De todas as formas de câncer o de próstata é mais frequente em homens a partir dos 50 anos. Historicamente este câncer vem ocasionando um grande número de mortes a partir dessa faixa etária. O curioso, ou melhor, trágico nessa história, é que o câncer de próstata é curável em praticamente cem por centos dos casos, quando diagnosticado precocemente. Estes homens não estão portanto morrendo de câncer, mas sim “de preconceito”. Ou preconceitos. Neste caso pelo menos dois: o relacionado ao machismo, que atrasa ou às vezes até mesmo impede a consulta ao médico já que a palpação da próstata é feita através do ânus, e aquele relacionado ao tabu da “doença ruim”. Até este ponto deste artigo a palavra câncer foi repetida 05 (cinco) vezes. Não por deficiência de estilo ou falta de criatividade: a verdade é que precisamos desmistificar essa palavra. Assim como não há doença boa, vários canceres são hoje perfeitamente tratáveis. Devemos falar dos canceres e tratá-los, como a qualquer outra doença, e não como se estivéssemos invocando misteriosas forças que escapam ao conhecimento humano.


O CÂNCER NÃO É O ÚNICO RESPONSÁVEL PELOS SINTOMAS

É frequente que as pessoas evitem procurar o urologista, quando apresentam algum sintoma que julgam relacionado à próstata, por medo de receberem a notícia de serem portadores de câncer. Não há atitude pior do que esta, que denota desconhecimento e atraso. Não há porque se alarmar com tais sintomas já que várias outras patologias causam sintomas prostáticos, As prostatites são muito frequentes no adulto jovem. A hipertrofia benigna, mais frequente ainda, começa a se manifestar a partir dos 45 ou 50 anos. E como o nome diz é benigna, não é câncer.


HIPETROFIA BENIGNA DA PRÓSTATA É COMUM APÓS OS 40 ANOS

Com a idade próstata tem a tendência de crescer, aumentando de tamanho e peso. Este crescimento, quando excessivo acaba ocasionando diversos sintomas, como diminuição da força do jato de urina, dificuldade para iniciar a micção, micções frequentes, necessitando o paciente acordar diversas vezes à noite para urinar pequenas quantidades. Em casos extremos, a hipetrofia pode levar ao comprometimento da bexiga e até dos rins, devido ao esforço excessivo a estes órgãos são submetidos.

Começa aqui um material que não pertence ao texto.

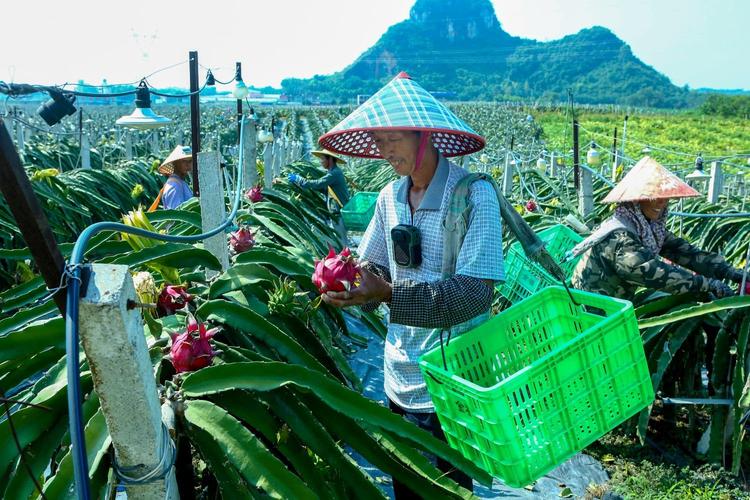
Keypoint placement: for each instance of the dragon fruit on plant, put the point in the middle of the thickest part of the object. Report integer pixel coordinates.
(191, 349)
(336, 272)
(241, 240)
(172, 298)
(254, 194)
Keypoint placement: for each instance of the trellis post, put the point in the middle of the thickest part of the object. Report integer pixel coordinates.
(213, 209)
(268, 165)
(508, 176)
(716, 182)
(111, 331)
(250, 146)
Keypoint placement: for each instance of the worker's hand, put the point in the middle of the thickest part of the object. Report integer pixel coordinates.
(720, 289)
(372, 288)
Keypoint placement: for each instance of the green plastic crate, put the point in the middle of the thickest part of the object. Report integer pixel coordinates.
(523, 277)
(539, 382)
(359, 210)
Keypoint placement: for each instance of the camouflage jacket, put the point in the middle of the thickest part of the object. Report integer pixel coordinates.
(620, 264)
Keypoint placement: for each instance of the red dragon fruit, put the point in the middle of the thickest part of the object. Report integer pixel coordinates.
(254, 194)
(191, 350)
(241, 240)
(335, 273)
(172, 298)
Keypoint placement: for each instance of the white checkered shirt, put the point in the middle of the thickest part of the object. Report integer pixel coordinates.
(480, 257)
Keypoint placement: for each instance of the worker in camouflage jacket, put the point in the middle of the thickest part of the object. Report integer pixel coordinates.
(634, 248)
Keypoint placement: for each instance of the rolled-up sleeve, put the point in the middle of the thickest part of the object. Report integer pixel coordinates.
(481, 254)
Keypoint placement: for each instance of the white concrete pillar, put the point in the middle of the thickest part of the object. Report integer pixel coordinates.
(278, 157)
(507, 176)
(586, 193)
(20, 138)
(213, 209)
(268, 165)
(716, 183)
(115, 345)
(85, 151)
(128, 145)
(155, 149)
(249, 151)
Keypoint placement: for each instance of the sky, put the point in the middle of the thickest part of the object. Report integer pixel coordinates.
(701, 43)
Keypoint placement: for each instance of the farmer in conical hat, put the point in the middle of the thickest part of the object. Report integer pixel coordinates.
(624, 253)
(403, 247)
(333, 183)
(176, 167)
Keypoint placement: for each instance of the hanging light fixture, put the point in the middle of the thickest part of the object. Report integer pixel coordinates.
(593, 158)
(58, 107)
(240, 89)
(698, 174)
(142, 117)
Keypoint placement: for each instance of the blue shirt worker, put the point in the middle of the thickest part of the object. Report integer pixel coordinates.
(333, 184)
(402, 251)
(177, 166)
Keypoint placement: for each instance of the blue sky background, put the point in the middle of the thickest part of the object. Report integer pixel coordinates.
(697, 42)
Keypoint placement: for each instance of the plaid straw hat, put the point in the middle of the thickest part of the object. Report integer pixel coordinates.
(401, 105)
(177, 154)
(649, 180)
(322, 152)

INFLAMAÇÕES DA PRÓSTATA SÃO FREQUENTES TAMBÉM EM JOVENS

As prostatites, inflamações e infecções da próstata, são bastante comuns em adultos jovens. Boa parte das vezes se deve a contaminações bacterianas originárias de infecções genitais contraídas em relações sexuais sem preservativos. Seus sintomas podem ser intensos e de rápida instalação, denotando quadro de prostatites agudas, que em geral levam o paciente a procurar o médico rapidamente. Outras vezes são mais insidosos, evoluindo devagar e não denotando muita intensidade, confundindo-se até com o quadro já descrito da Hipertrofia Prostática Benigna. Prostatites agudas ou crônicas não tratadas adequadamente podem também determinar complicações maiores para o aparelho geniturinário.

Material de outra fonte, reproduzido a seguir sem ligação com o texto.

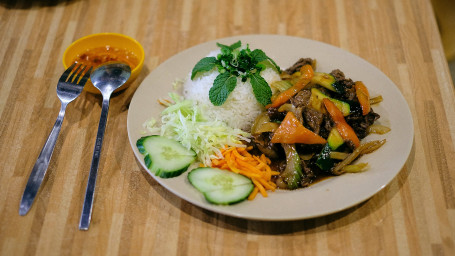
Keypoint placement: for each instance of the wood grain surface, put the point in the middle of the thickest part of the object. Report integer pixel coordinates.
(133, 214)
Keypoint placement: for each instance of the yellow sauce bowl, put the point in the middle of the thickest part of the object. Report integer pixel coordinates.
(102, 40)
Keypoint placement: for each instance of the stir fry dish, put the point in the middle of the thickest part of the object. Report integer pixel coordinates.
(253, 128)
(314, 125)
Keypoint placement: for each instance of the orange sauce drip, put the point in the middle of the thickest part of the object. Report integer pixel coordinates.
(97, 56)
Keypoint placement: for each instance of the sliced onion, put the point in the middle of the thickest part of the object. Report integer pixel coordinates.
(378, 129)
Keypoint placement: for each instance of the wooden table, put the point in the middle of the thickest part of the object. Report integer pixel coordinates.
(133, 214)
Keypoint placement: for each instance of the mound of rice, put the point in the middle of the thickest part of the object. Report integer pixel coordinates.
(240, 108)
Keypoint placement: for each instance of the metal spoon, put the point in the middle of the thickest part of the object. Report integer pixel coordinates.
(106, 78)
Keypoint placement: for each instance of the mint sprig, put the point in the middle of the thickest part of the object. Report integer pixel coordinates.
(234, 62)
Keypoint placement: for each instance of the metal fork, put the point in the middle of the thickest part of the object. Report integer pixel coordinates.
(69, 87)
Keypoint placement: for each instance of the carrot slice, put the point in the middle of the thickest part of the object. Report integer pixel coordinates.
(345, 130)
(363, 96)
(292, 131)
(239, 160)
(305, 78)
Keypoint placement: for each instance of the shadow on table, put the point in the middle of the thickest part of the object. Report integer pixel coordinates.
(372, 208)
(29, 4)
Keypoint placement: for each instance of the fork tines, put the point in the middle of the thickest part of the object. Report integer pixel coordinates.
(72, 74)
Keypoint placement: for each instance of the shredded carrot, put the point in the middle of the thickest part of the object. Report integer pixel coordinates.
(239, 160)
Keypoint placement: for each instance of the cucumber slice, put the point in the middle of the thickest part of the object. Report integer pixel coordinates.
(344, 107)
(164, 157)
(220, 186)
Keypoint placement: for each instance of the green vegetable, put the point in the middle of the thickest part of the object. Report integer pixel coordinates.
(334, 140)
(292, 175)
(324, 161)
(220, 186)
(327, 81)
(186, 123)
(164, 157)
(233, 63)
(344, 107)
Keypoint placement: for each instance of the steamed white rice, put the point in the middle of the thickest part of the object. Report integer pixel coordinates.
(241, 107)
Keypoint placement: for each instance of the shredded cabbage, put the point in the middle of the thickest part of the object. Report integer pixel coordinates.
(185, 122)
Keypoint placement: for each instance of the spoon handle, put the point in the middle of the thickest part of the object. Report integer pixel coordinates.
(90, 191)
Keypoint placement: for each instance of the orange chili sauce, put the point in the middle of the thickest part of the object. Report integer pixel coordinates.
(97, 56)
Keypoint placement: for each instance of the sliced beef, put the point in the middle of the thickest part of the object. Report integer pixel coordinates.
(300, 63)
(313, 119)
(262, 142)
(275, 115)
(360, 123)
(348, 84)
(301, 99)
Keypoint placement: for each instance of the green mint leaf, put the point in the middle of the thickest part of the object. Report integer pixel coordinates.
(204, 65)
(261, 89)
(258, 56)
(223, 85)
(235, 45)
(274, 64)
(230, 47)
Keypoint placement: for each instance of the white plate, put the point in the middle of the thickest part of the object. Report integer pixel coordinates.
(328, 196)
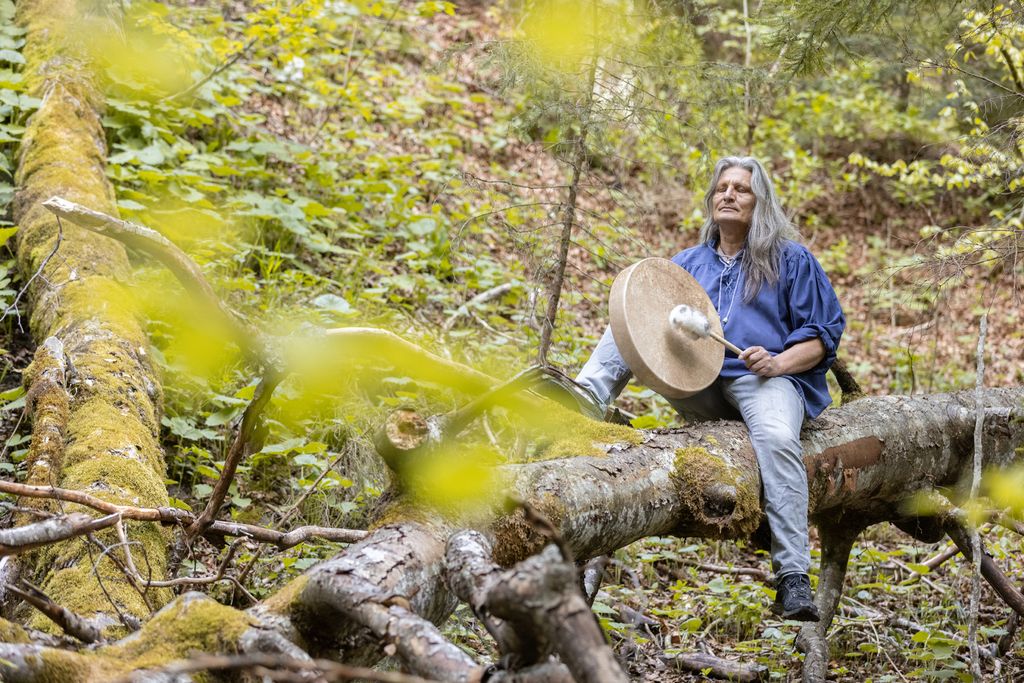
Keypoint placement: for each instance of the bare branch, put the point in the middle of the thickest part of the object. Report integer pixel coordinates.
(177, 516)
(22, 539)
(246, 442)
(37, 273)
(266, 665)
(70, 623)
(165, 251)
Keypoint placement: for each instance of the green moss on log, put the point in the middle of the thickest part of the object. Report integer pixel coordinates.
(697, 471)
(113, 419)
(12, 633)
(516, 539)
(190, 624)
(573, 434)
(49, 406)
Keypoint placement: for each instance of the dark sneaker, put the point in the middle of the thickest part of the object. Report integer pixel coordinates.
(793, 598)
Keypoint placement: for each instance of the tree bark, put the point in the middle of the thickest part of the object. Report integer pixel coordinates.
(108, 441)
(864, 461)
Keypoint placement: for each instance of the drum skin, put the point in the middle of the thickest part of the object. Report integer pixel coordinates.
(669, 360)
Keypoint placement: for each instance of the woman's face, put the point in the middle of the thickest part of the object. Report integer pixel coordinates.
(732, 204)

QUEM DEVE REALIZAR EXAMES DE PREVENÇÃO

Se você é jovem dificilmente estará com um câncer ; se você já é um cinquentão, provavelmente terá uma hipetrofia benigna, e não câncer. Mas mesmo assim realizar os exames urológicos preventivos é um necessidade.
Todos os homens, independente da existência de histórico familiar de câncer de próstata deve iniciar aos 45 anos suas visitas anuais ao urologista. O profissional prescreverá os procedimentos necessários para a avaliação da glândula e de todas as suas patologias. Basicamente o procedimento de investigação consiste em dosar a concentração do PSA no sangue, realizar o toque retal e se necessário uma ultrassonografia da próstata.

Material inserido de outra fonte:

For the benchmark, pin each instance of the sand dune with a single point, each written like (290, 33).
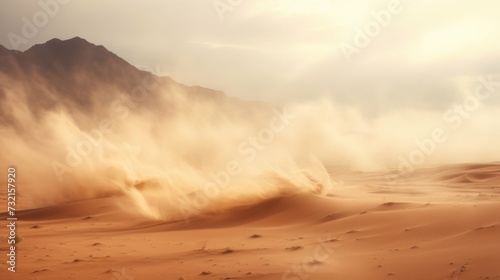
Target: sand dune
(448, 231)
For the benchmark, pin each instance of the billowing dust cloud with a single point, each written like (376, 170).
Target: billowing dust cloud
(170, 152)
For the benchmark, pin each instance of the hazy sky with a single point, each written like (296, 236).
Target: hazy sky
(420, 54)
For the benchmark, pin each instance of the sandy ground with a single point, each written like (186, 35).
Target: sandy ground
(437, 223)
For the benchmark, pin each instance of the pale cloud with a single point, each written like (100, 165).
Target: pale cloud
(287, 50)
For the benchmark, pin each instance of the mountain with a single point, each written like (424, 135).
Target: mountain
(82, 78)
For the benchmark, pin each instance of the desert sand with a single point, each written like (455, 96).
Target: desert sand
(439, 222)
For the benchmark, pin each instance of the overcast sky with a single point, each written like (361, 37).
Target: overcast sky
(420, 54)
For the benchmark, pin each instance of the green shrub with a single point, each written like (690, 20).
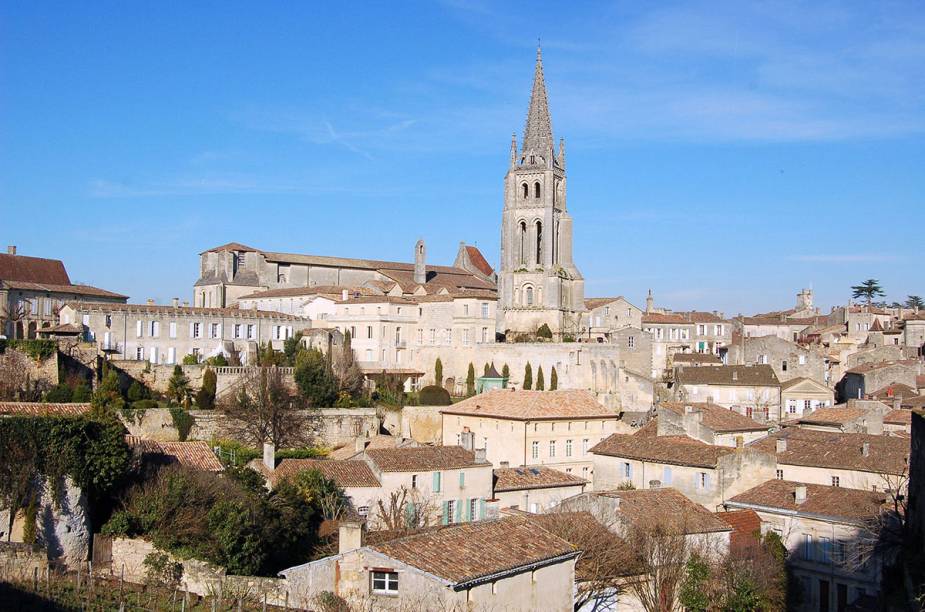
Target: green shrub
(433, 395)
(59, 394)
(182, 420)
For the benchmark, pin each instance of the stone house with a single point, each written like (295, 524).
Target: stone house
(787, 358)
(606, 315)
(867, 378)
(671, 333)
(704, 473)
(33, 290)
(504, 564)
(532, 428)
(708, 423)
(165, 334)
(826, 531)
(852, 460)
(799, 396)
(750, 390)
(535, 489)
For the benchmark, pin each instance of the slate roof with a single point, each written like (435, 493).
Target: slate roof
(840, 502)
(33, 269)
(348, 473)
(465, 553)
(537, 477)
(193, 454)
(736, 376)
(423, 458)
(717, 418)
(43, 409)
(673, 450)
(533, 405)
(837, 450)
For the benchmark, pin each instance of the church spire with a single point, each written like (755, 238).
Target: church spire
(538, 130)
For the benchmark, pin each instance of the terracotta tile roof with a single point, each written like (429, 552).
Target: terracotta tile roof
(192, 311)
(41, 409)
(852, 504)
(649, 508)
(464, 553)
(478, 260)
(657, 317)
(717, 418)
(737, 376)
(745, 525)
(77, 290)
(836, 450)
(898, 417)
(533, 405)
(33, 269)
(673, 450)
(685, 358)
(835, 415)
(355, 473)
(423, 458)
(538, 477)
(194, 454)
(592, 303)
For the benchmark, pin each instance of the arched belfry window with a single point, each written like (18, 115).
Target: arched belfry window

O EXAME DE SANGUE NÃO SUBSTITUI O TOQUE RETAL E O ULTRASSOM

Embora haja casos em que o urologista possa optar por não realizar o toque retal, o exame de sangue não o substitui. O PSA, avaliado nesses exames, é uma substância que aparece em níveis elevados no sangue em várias afecções da próstata e não apenas no câncer. Com o toque o urologista experiente é capaz de definir aspectos como tamanho, consistência e zonas de calcificação que são importantes para o diagnóstico final. E o mais importante: o toque retal não dói! Qualquer recusa só pode ser entendida como procedimento, atraso... e vontade de correr riscos desnecessariamente.

Dr. José Eduardo Dias Cardoso,
Diretor Técnico da Labormed Saúde Ocupacional.